Catalytic Cu 2 O/Cu Site Trades off the Coupling and Etching Reactions of Carbon Intermediates for CO 2 ‐Assisted Graphene Synthesis

Abstract In the chemical vapor deposition (CVD) synthesis of graphene, the surficial chemical state of the metal substrate has exerted key roles in all elemental reaction steps determining the growth mechanism of graphene. Herein, a CO 2 ‐participated annealing procedure is designed to construct catalytic Cu 2 O/Cu sites on Cu foil for the graphene CVD synthesis with CO 2 /CH 4 as carbon sources. These Cu 2 O/Cu species can catalyze the CH 4 decomposition and subsequent C─C coupling to form C 2 intermediates for fast growth of monolayer hexagonal graphene domains with a diameter of ≈30 µm within 0.5 min.

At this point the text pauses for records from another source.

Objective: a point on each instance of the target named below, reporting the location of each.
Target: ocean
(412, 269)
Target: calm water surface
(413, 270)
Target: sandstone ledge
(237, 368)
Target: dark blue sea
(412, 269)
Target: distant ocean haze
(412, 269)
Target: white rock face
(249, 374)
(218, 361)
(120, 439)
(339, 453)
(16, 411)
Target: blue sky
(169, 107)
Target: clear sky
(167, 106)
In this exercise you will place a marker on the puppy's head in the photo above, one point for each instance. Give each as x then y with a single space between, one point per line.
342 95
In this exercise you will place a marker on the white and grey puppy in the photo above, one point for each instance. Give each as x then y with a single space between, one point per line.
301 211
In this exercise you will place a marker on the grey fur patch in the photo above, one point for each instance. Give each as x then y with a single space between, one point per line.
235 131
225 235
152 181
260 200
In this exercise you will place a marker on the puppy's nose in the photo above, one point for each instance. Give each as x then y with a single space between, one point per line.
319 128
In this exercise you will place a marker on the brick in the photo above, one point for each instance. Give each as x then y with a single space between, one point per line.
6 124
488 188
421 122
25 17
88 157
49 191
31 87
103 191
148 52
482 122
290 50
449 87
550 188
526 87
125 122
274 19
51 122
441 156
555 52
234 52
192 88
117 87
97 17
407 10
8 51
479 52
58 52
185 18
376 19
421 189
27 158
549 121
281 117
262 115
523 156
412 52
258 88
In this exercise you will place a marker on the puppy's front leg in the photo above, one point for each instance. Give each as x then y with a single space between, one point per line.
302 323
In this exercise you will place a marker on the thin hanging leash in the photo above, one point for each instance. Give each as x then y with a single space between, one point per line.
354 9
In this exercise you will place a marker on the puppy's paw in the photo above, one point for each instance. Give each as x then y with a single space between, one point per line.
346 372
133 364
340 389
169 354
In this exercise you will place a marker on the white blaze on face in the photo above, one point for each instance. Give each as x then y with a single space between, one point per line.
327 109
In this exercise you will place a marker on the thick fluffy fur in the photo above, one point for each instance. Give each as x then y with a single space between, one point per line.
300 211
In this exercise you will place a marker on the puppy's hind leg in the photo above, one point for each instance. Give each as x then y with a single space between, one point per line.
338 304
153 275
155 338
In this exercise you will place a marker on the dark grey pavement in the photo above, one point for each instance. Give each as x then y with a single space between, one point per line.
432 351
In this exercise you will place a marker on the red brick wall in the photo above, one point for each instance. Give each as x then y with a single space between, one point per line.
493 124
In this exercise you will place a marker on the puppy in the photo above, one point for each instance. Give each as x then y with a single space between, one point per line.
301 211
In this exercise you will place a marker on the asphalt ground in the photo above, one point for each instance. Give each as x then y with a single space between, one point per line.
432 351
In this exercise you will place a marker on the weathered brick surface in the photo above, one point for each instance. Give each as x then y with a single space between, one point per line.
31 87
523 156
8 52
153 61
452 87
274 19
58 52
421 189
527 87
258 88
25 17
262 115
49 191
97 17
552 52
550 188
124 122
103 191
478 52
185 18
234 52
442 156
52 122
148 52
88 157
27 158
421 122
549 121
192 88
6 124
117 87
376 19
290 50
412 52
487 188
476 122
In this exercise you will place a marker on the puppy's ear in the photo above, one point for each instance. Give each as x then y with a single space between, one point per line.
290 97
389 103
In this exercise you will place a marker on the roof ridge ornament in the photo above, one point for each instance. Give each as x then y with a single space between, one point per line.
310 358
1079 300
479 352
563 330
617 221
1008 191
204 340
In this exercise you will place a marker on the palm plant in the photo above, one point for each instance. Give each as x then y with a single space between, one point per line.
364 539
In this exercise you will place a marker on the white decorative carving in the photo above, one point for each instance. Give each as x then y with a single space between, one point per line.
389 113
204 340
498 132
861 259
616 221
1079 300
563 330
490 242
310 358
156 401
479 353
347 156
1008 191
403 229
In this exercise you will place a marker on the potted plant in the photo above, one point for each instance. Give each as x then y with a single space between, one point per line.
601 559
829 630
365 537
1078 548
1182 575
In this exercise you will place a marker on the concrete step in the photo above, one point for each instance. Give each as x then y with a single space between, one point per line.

The graphene growth kinetics can be bidirectionally regulated merely with the variation of CO 2 flow rate during annealing and growth stages, in association with the Cu + /Cu 0 ratio, enabling simultaneous control over the size and shape of graphene domains. Density functional theory (DFT) calculations indicate that the catalytic Cu 2 O/Cu sites reduce the activation energy by ≈0.13 eV for the first dehydrogenation of CH 4 , allowing the growing rate of graphene driven by coupling of C 2 intermediates faster than their etching rate by O‐containing * O and * OH species. The work provides novel insights into heterostructured nano‐catalyst consisting of zero valent metal and variably valent metal oxide that facilitate the controllable synthesis of graphene materials.